Some of their elite brothers and sisters who are connected to power are swimming in the wealth of the resources while their counterparts in the resource communities are struggling to cope with the negative impacts of the resource extractions.

These debates are usually characterised by comparisons between Johannesburg of South Africa and that of Obuasi in Ghana.

They normally argue that South Africa which was dethroned by Ghana in 2019 as the largest producer of gold in Africa used its gold resource to develop Johannesburg into a world class city.

Paradoxically, while Ghana which was onetime known as Gold Coast because of the huge endowment of gold did not invest in its gold city-Obuasi in the Ashanti Region.

It is not only Obuasi which suffered this non-investment. Gold mining cities including Tarkwa, Prestea, Bogoso and Akwatia all in the Western, Western North and Eastern Region also faced the same challenge.

Also, the environment, wildlife, aquatic lives and water bodies of these cities and other mining communities in the country have been affected by the activities of giant and small mining companies.

Ghana was a giant nation

At independence, all eyes were on the first black country on earth to gain freedom from the British. For good reasons, Dr Kwame Nkrumah who led the country into independence had become the toss of the world.

He embarked on numerous road building projects, mass education of adults and children, and health services, as well as the construction of the Akosombo Dam which is still the leading generator of electricity to the Ghanaian people.

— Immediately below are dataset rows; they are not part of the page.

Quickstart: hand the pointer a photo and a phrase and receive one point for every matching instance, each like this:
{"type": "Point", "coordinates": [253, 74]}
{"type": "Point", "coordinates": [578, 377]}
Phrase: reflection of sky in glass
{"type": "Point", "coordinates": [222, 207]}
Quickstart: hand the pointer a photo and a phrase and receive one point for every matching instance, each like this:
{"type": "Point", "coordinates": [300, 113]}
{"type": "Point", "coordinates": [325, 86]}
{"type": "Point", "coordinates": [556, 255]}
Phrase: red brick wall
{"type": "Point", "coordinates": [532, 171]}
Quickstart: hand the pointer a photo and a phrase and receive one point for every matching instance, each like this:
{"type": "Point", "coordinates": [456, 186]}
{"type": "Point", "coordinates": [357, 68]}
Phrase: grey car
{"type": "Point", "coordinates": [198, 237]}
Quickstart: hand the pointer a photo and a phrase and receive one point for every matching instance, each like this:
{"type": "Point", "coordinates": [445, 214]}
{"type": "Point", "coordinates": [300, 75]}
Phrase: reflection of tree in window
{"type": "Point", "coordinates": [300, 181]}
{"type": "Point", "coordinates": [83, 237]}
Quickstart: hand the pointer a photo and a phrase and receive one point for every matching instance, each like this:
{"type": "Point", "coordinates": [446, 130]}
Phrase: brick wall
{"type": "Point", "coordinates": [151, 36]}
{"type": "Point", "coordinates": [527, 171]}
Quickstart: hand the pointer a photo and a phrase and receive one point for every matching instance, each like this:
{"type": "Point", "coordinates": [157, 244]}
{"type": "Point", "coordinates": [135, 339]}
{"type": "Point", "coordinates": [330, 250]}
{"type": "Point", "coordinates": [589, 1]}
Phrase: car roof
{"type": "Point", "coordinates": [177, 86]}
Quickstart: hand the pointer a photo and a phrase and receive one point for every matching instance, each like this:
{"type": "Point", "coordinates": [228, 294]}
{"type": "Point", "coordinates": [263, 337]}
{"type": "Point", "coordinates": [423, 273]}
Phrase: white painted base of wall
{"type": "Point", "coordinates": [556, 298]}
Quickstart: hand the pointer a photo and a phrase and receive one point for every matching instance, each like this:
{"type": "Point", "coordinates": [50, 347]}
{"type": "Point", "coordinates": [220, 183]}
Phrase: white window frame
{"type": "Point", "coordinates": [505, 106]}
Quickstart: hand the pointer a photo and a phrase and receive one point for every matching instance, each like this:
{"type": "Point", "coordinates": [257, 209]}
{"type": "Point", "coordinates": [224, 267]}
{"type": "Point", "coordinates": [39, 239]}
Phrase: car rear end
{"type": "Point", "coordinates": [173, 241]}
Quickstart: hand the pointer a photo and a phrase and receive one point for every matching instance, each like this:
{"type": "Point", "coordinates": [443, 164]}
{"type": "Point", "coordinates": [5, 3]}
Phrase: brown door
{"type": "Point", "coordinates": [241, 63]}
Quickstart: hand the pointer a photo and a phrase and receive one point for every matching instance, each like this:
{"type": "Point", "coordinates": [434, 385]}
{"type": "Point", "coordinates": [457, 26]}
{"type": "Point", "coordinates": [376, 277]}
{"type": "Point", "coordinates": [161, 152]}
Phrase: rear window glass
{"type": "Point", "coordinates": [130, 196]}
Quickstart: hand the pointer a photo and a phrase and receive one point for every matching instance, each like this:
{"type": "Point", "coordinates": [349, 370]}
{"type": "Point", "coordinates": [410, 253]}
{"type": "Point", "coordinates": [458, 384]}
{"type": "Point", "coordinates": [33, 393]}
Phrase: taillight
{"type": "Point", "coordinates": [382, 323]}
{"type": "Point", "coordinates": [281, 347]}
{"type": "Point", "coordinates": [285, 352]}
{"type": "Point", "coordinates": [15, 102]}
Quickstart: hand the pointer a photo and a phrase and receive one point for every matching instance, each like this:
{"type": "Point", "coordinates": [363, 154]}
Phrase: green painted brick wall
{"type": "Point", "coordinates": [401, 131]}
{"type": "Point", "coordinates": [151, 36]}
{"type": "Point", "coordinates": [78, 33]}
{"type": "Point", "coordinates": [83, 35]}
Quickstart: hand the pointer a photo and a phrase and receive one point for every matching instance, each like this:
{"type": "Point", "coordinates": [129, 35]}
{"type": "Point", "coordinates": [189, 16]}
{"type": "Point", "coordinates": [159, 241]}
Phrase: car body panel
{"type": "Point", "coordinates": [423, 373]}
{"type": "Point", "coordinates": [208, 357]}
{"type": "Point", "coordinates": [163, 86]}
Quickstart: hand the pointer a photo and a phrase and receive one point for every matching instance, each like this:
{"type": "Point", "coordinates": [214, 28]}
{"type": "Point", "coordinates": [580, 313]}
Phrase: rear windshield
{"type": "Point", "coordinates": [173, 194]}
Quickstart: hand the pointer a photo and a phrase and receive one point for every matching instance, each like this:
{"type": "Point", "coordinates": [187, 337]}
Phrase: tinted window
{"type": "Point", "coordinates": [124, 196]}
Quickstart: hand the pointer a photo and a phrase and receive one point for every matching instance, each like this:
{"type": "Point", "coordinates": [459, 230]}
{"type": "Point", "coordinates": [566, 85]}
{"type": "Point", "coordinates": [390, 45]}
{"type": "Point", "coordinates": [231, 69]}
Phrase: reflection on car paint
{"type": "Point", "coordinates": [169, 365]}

Dr Kwame Nkrumah, Ghana’s first President

During his time, Ghana set up several factories that were producing and assembling vehicles, TV sets, glasses, production of jute bags for coca, among others. You can say that the country at time was self-depended.

According to Dr Nkrumah, his government, which represented the first black African nation to win Independence, had an important role to play in the struggle against capitalist interests on the continent.[184]

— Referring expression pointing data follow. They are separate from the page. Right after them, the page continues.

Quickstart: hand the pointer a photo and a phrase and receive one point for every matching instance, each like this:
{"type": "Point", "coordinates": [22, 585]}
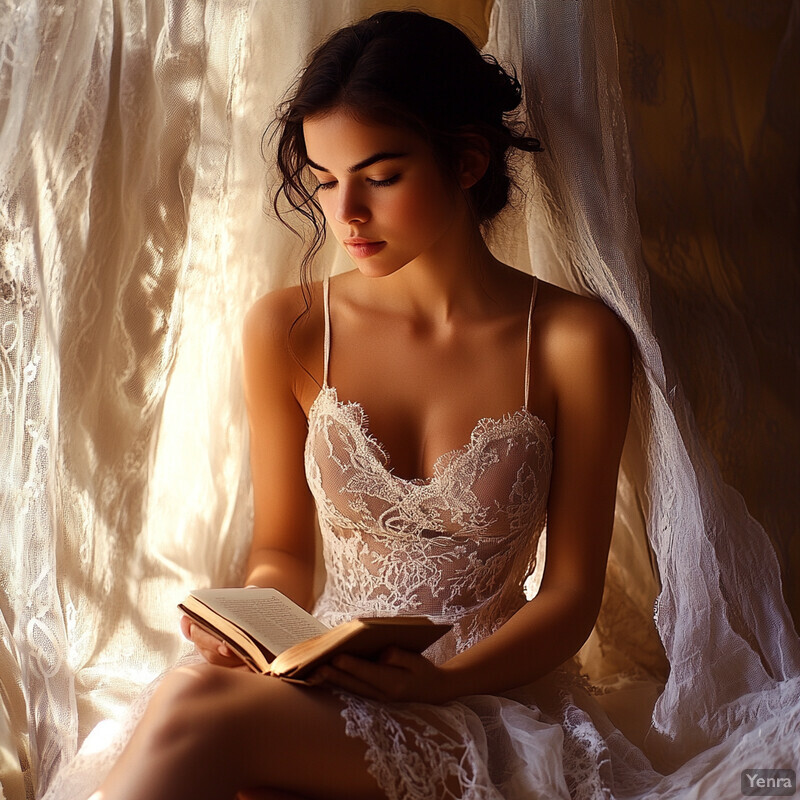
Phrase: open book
{"type": "Point", "coordinates": [275, 636]}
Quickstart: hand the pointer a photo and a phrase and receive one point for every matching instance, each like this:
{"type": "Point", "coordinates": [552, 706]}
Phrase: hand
{"type": "Point", "coordinates": [398, 676]}
{"type": "Point", "coordinates": [212, 649]}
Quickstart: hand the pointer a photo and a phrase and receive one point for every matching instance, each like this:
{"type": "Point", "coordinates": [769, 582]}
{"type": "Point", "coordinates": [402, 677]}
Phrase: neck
{"type": "Point", "coordinates": [453, 279]}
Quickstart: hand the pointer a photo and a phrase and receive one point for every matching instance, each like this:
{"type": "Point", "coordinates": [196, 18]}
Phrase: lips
{"type": "Point", "coordinates": [359, 247]}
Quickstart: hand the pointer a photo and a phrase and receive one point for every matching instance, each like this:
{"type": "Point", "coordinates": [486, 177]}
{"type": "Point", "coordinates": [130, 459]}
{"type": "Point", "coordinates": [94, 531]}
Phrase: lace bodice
{"type": "Point", "coordinates": [456, 546]}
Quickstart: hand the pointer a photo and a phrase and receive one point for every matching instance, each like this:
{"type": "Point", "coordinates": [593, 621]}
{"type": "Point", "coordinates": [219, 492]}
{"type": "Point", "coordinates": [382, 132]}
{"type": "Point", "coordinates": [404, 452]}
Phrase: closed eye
{"type": "Point", "coordinates": [386, 182]}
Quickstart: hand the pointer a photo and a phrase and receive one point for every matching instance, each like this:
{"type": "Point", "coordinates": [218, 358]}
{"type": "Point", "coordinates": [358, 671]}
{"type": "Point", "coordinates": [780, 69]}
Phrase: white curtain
{"type": "Point", "coordinates": [134, 236]}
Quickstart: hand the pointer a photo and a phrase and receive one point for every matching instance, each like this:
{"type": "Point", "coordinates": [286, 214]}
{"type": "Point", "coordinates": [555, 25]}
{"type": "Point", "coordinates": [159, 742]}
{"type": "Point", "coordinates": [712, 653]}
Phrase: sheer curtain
{"type": "Point", "coordinates": [133, 237]}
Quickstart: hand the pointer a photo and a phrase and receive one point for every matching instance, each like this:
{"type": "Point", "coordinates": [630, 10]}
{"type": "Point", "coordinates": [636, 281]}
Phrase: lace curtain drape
{"type": "Point", "coordinates": [133, 237]}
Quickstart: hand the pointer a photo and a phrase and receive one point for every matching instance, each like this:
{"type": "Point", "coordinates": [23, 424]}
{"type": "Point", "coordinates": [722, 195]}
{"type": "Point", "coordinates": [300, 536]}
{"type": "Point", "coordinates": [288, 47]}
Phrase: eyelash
{"type": "Point", "coordinates": [387, 182]}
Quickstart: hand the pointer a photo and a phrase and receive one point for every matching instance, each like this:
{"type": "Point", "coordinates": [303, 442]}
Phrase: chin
{"type": "Point", "coordinates": [373, 269]}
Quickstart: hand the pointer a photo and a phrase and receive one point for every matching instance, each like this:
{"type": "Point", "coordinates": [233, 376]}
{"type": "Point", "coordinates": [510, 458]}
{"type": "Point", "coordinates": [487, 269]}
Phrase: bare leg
{"type": "Point", "coordinates": [210, 732]}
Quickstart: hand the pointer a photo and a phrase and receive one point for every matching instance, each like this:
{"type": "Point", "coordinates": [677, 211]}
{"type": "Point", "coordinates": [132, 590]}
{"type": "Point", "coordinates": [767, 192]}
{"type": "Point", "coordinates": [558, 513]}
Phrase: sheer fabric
{"type": "Point", "coordinates": [133, 237]}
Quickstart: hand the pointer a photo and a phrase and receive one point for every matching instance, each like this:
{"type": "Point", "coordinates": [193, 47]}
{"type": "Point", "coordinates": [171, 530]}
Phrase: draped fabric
{"type": "Point", "coordinates": [133, 236]}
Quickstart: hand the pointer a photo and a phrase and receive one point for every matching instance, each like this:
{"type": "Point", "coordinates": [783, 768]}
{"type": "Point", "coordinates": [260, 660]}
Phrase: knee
{"type": "Point", "coordinates": [186, 712]}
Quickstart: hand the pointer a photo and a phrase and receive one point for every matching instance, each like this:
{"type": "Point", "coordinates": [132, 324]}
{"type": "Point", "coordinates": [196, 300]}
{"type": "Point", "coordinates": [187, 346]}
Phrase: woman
{"type": "Point", "coordinates": [432, 406]}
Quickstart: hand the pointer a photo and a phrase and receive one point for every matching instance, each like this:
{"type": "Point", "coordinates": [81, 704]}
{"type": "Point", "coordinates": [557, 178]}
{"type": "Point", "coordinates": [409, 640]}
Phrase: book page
{"type": "Point", "coordinates": [266, 614]}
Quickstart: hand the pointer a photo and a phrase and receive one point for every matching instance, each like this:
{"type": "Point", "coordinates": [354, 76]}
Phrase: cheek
{"type": "Point", "coordinates": [423, 210]}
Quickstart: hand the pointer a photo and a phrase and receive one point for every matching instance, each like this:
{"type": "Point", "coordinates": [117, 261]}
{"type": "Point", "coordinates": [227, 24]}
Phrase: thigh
{"type": "Point", "coordinates": [211, 732]}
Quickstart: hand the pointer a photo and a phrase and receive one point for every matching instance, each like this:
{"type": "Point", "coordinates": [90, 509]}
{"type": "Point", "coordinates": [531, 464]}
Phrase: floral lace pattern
{"type": "Point", "coordinates": [456, 547]}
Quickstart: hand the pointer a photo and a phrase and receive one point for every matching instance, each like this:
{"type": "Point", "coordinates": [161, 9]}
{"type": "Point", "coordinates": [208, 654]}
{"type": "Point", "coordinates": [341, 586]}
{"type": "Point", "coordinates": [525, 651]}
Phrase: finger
{"type": "Point", "coordinates": [330, 676]}
{"type": "Point", "coordinates": [366, 671]}
{"type": "Point", "coordinates": [403, 659]}
{"type": "Point", "coordinates": [186, 627]}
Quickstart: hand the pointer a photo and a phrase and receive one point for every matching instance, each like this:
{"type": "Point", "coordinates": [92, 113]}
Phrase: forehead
{"type": "Point", "coordinates": [338, 140]}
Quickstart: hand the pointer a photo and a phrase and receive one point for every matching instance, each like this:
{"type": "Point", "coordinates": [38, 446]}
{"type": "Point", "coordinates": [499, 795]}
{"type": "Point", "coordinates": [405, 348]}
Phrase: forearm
{"type": "Point", "coordinates": [288, 573]}
{"type": "Point", "coordinates": [541, 635]}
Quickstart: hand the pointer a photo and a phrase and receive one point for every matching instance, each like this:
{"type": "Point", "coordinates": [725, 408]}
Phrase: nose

As he put it, “the independence of Ghana would be meaningless unless it was tied to the total liberation of Africa.”

It was important, then, he said, for Ghanaian’s to “seek first the political kingdom.” Economic benefits associated with independence were to be enjoyed later, proponents of Nkrumah’s position argued. But Nkrumah needed strategies to pursue his goals.[181]

On the continental level, Nkrumah sought to unite Africa so that it could defend its international economic interests and stand up against the political pressures from East and West that were a result of the Cold War.[182] His dream for Africa was a continuation of the pan-Africanist dream as expressed at the Manchester conference.[185]

The initial strategy was to encourage revolutionary political movements in Africa. The CIA believed that Nkrumah’s government provided money and training for pro-socialist guerrillas in Ghana, aided after 1964 by the Chinese Communist government.

Several hundred trainees passed through this program, administered by Nkrumah’s Bureau of African Affairs, and were sent on to countries such as Rhodesia, Angola, Mozambique, Niger and Congo.[186]

Politically, Dr Nkrumah believed that a Ghana, Guinea, and Mali union would serve as the psychological and political impetus for the formation of a United States of Africa.

When Nkrumah was criticized for paying little attention to Ghana or for wasting national resources in supporting external programmes, he reversed the argument and accused his opponents of being short-sighted.[181]

Failing

The litany of problems cited by many as the remote causes of the falling of Ghana include coups in the past; poor governance; poorly implemented structural adjustment programmes in the past; over-bearing executive; weak parliament; poor security agencies; weak media; bureaucracy in public sector; corruption; and over liberalization of the Ghanaian economy.

A lack of commitment by leaders and the people to the Ghana project – a united, stable, developed, and prosperous country where resources will be distributed equitably.

Most projects started by previous governments do not complete by the government in power. This means that taxpayer monies are being wasted.

Bottom line

It seems the aspirations of the founding fathers of the Ghanaian nation are yet to be met. And when they will be met is still unknown.